In a free enterprise system, every Spectrum customer would be entitled to compare options and decide to stay a Spectrum customer or take their business elsewhere.

But in my region from Utica to Binghamton, Spectrum holds a monopoly on many, if not all, of these services. Our families, businesses, schools, and nonprofits are at the mercy of Spectrum’s capricious and often unfair pricing and service decisions.

Spectrum’s monopoly power prevents an enterprising competitor from emerging to offer better, faster, and more affordable service. Governor Cuomo’s regulator, the Public Service Commission, and the Obama administration’s FCC continued to interfere in the marketplace when Time Warner Cable merged with Charter Communications to create Spectrum.

While our current Congressman, Anthony Brindisi, issues frequent press releases and media comments bemoaning Spectrum’s treatment of its customers, he has not achieved anything to stop it.
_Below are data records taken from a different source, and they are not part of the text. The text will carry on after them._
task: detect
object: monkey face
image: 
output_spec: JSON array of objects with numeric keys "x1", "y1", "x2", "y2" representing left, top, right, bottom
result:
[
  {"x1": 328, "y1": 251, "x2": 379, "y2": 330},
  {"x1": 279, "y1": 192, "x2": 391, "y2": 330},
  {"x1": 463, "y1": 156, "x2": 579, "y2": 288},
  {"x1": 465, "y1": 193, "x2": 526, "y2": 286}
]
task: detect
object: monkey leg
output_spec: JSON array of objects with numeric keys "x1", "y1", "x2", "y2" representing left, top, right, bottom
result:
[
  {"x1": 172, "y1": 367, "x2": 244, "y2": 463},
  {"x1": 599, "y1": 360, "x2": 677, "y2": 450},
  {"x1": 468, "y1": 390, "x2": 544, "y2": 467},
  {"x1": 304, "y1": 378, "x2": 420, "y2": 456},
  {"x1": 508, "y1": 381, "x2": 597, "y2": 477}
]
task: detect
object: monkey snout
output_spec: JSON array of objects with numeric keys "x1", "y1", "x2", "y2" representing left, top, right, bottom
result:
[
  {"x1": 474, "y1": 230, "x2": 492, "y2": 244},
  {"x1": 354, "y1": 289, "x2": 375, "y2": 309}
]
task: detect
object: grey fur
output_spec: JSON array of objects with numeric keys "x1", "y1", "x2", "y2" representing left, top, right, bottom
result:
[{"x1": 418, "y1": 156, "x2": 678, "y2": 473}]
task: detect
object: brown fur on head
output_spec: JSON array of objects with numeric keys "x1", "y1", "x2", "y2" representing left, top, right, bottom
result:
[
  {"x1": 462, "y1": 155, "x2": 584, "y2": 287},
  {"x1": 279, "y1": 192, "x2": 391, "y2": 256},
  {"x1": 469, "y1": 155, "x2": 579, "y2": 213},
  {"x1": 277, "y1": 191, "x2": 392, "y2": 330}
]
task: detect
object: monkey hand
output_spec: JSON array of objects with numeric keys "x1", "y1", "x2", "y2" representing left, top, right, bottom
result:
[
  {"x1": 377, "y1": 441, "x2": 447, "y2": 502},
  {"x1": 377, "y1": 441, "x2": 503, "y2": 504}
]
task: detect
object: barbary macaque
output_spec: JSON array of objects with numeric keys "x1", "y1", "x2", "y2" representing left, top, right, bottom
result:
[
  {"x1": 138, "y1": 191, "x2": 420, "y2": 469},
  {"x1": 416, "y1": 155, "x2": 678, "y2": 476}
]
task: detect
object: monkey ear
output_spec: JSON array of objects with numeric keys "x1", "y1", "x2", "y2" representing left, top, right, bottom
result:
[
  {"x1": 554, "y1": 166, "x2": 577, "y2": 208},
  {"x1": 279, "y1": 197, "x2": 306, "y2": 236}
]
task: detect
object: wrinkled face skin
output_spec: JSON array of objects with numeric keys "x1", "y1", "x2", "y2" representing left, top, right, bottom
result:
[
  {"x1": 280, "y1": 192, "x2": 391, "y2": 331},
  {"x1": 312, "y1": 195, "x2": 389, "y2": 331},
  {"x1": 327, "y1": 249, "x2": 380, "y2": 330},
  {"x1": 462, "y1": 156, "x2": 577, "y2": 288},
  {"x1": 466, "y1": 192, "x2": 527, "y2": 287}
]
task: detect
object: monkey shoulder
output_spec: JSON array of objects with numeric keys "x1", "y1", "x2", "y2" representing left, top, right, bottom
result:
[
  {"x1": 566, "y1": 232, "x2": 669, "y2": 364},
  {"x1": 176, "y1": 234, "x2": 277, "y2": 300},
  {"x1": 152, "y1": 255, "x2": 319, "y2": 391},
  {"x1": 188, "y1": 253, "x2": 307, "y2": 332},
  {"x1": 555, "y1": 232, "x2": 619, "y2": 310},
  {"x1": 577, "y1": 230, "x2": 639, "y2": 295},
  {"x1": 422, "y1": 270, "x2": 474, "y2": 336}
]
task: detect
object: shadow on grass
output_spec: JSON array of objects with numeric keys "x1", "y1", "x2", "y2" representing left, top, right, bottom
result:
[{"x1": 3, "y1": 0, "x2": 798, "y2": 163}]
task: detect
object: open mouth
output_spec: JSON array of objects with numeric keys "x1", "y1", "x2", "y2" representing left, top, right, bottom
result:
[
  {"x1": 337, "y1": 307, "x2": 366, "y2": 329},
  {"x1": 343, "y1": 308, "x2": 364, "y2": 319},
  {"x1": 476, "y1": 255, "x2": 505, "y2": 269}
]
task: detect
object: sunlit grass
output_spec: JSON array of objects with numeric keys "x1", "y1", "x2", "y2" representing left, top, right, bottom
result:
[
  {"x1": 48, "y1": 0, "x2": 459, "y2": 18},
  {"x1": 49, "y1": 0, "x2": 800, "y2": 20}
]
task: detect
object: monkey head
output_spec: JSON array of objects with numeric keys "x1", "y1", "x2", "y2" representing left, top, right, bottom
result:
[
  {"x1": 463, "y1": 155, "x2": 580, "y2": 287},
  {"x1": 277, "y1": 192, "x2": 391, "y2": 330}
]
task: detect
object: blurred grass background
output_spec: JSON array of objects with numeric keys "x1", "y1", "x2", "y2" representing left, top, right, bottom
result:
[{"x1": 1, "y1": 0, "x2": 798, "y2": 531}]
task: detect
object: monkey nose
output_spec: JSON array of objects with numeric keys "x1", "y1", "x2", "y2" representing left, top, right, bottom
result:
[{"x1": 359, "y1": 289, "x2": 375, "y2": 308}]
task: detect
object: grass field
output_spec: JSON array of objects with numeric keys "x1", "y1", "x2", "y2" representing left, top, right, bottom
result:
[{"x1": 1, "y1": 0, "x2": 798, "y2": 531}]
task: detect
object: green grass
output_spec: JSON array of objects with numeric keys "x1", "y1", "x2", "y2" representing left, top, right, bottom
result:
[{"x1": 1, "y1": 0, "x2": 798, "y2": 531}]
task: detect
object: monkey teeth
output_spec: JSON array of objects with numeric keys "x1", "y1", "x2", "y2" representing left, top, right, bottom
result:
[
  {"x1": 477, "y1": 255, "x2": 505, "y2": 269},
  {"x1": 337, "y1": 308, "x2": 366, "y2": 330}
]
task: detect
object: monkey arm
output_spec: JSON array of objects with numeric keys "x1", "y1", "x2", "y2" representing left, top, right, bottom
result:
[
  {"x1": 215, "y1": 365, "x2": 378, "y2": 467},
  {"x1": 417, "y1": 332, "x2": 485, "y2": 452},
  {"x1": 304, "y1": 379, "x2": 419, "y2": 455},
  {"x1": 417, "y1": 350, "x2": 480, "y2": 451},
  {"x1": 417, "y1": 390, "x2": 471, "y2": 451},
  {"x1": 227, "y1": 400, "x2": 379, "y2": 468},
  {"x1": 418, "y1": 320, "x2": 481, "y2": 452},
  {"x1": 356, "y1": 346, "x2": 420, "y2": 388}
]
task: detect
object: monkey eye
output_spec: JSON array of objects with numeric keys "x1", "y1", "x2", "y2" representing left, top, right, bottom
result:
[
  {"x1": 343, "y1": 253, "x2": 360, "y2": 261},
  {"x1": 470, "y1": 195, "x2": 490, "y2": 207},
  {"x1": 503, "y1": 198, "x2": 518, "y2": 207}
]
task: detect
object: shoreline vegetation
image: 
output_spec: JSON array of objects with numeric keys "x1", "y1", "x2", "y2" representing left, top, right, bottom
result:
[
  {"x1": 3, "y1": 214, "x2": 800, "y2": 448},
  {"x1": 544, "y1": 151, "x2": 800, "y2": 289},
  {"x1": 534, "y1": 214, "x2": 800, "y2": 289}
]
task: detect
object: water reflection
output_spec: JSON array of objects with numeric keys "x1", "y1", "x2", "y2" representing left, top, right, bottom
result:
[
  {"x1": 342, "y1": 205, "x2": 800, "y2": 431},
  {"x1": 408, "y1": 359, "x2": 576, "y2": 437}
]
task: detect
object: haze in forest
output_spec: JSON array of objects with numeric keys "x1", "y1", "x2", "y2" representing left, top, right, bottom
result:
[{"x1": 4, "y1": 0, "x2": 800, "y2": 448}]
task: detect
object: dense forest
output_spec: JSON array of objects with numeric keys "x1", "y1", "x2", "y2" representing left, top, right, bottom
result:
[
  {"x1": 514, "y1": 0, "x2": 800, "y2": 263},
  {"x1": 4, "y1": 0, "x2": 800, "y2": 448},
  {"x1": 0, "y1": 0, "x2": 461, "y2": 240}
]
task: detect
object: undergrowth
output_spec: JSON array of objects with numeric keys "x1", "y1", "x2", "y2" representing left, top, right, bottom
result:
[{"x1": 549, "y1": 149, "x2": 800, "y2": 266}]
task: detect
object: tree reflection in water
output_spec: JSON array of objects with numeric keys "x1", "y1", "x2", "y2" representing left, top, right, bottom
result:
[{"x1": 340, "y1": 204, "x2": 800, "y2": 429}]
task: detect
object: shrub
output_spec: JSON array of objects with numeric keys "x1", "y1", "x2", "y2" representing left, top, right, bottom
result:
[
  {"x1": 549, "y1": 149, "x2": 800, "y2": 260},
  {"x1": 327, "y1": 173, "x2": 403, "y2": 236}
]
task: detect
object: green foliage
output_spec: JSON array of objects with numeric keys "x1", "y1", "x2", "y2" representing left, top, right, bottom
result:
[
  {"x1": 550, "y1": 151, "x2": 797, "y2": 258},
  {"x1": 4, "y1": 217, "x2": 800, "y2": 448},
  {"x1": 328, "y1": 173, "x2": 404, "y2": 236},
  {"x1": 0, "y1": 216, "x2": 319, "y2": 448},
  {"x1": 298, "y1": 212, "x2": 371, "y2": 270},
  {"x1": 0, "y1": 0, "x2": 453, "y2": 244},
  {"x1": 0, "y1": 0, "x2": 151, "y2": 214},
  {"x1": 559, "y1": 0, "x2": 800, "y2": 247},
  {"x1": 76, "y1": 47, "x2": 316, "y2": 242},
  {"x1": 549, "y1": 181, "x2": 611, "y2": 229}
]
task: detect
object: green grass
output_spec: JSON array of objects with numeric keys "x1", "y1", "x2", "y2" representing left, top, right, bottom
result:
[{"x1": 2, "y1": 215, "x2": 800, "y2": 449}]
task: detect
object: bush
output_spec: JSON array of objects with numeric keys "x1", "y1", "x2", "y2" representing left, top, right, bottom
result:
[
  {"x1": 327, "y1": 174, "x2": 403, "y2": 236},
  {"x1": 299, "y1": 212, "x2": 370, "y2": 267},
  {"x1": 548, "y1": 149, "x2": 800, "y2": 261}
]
Brindisi has taken over $360,000 from Spectrum-affiliated committees. And Spectrum spends tons of money lobbying Congress and Democrats in the state legislature to slow new technologies down. [2]

Why? Because Spectrum is threatened by innovations like 5G which would be better, faster, cheaper, and reach everywhere – especially in rural areas. Spectrum’s business model relies on maintaining its monopoly and its millions of government subsidies.
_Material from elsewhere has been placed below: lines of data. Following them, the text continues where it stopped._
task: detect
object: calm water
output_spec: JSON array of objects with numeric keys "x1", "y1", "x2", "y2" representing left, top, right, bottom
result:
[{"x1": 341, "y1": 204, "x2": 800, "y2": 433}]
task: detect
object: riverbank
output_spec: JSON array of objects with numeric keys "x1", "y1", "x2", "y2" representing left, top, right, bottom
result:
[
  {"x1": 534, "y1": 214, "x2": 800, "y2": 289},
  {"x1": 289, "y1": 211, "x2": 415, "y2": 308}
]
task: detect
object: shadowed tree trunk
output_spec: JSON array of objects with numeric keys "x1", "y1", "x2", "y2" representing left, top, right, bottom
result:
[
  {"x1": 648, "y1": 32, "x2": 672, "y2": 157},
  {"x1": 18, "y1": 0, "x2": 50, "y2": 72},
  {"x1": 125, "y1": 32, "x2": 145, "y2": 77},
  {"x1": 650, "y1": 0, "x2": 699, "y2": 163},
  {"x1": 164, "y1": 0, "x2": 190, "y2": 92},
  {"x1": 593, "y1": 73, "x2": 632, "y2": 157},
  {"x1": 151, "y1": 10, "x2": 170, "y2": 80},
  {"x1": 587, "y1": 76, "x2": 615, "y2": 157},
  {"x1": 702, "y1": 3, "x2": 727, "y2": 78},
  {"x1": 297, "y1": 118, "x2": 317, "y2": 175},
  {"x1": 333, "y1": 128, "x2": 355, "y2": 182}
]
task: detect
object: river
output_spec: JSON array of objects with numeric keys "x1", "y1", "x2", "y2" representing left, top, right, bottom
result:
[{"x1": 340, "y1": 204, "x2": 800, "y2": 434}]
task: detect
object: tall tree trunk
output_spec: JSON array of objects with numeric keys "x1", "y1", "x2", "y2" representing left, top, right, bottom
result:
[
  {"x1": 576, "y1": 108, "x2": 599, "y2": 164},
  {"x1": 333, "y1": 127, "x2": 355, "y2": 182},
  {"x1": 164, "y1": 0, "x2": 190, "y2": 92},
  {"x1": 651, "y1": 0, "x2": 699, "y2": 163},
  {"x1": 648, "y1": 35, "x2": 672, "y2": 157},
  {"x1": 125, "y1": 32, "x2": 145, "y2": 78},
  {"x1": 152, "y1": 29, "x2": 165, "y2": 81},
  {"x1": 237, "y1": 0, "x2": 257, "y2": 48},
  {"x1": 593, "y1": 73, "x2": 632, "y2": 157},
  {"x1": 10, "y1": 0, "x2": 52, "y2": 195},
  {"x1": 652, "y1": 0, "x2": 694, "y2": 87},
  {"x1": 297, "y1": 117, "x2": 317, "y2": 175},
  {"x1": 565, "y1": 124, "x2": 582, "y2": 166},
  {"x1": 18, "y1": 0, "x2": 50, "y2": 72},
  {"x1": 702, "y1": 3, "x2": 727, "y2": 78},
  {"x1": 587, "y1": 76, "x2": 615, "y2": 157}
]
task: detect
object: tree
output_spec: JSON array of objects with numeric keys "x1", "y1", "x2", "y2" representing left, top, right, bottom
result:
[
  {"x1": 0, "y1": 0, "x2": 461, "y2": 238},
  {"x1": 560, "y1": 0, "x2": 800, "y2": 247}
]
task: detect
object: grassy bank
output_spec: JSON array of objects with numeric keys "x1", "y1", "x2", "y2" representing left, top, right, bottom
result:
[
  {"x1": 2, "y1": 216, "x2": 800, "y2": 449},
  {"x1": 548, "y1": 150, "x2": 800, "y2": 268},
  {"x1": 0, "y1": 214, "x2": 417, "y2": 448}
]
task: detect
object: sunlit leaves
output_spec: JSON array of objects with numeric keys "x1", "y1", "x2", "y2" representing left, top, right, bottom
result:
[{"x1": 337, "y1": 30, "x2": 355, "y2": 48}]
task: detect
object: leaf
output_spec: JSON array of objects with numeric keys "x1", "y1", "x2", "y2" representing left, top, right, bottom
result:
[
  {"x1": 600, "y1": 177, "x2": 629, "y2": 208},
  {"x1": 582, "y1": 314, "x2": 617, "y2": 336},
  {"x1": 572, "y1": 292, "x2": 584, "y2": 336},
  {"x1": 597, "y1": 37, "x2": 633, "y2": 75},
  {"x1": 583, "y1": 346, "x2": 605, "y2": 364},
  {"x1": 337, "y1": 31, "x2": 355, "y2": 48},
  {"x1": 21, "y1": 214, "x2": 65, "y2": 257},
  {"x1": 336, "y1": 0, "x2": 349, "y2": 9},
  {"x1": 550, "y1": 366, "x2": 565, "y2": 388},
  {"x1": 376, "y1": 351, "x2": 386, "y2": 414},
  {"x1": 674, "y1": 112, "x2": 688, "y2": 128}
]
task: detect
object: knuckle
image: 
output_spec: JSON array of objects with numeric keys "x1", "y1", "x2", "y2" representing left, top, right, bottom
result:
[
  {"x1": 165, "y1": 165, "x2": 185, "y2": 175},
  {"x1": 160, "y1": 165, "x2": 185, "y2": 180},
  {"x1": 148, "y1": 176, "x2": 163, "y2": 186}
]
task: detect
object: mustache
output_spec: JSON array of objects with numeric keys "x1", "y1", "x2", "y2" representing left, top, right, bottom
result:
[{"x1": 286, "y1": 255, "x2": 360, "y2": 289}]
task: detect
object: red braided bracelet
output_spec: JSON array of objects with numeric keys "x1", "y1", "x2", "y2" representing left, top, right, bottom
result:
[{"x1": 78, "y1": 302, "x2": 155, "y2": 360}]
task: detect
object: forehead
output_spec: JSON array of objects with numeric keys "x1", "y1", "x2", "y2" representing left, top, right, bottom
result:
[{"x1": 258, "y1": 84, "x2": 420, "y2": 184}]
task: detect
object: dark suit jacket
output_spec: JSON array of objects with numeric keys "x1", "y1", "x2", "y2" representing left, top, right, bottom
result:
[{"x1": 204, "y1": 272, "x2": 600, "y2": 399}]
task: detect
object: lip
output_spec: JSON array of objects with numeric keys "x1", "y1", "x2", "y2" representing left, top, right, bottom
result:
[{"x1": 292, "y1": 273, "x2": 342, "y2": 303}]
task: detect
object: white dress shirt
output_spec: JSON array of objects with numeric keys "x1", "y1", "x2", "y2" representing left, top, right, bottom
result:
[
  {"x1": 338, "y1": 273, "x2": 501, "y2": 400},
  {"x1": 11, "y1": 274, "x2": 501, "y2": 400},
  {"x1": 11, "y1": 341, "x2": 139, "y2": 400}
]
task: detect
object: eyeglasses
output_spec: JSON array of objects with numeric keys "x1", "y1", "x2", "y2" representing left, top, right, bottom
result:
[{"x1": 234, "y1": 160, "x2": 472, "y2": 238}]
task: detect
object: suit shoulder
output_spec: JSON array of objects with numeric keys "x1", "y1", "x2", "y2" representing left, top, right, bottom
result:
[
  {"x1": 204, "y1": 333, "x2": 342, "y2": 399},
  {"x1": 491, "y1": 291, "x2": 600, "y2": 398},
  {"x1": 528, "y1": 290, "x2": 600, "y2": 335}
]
Spectrum’s efforts to block more promising technologies like 5G networks may have delayed their roll-out by as much as four years. Meanwhile, the Chinese and other international competitors race ahead in 5G technology.

Our families, businesses, schools, and nonprofits are at the mercy of Spectrum’s capricious and often unfair pricing and service decisions. Spectrum gets rich coming and going – raising our rates and raking in government checks.

That 2016 merger, which I opposed then, has not served the public interest. Rather, it has only further entrenched and subsidized a rent-seeking monopoly that exploits captive customers who are stuck with a high cost, low-quality cable, phone, and internet provider.

So instead of making empty promises, I will fight for real results. Spectrum should not receive another taxpayer dime until it provides full cost transparency of its services including a 12-month notice of any service or rate changes; allows consumer choice by allowing others to compete for customers, and ends its active campaign to block game-changing technologies.

This would put Spectrum on the hot seat for once, instead of the empty grandstanding that Brindisi offers.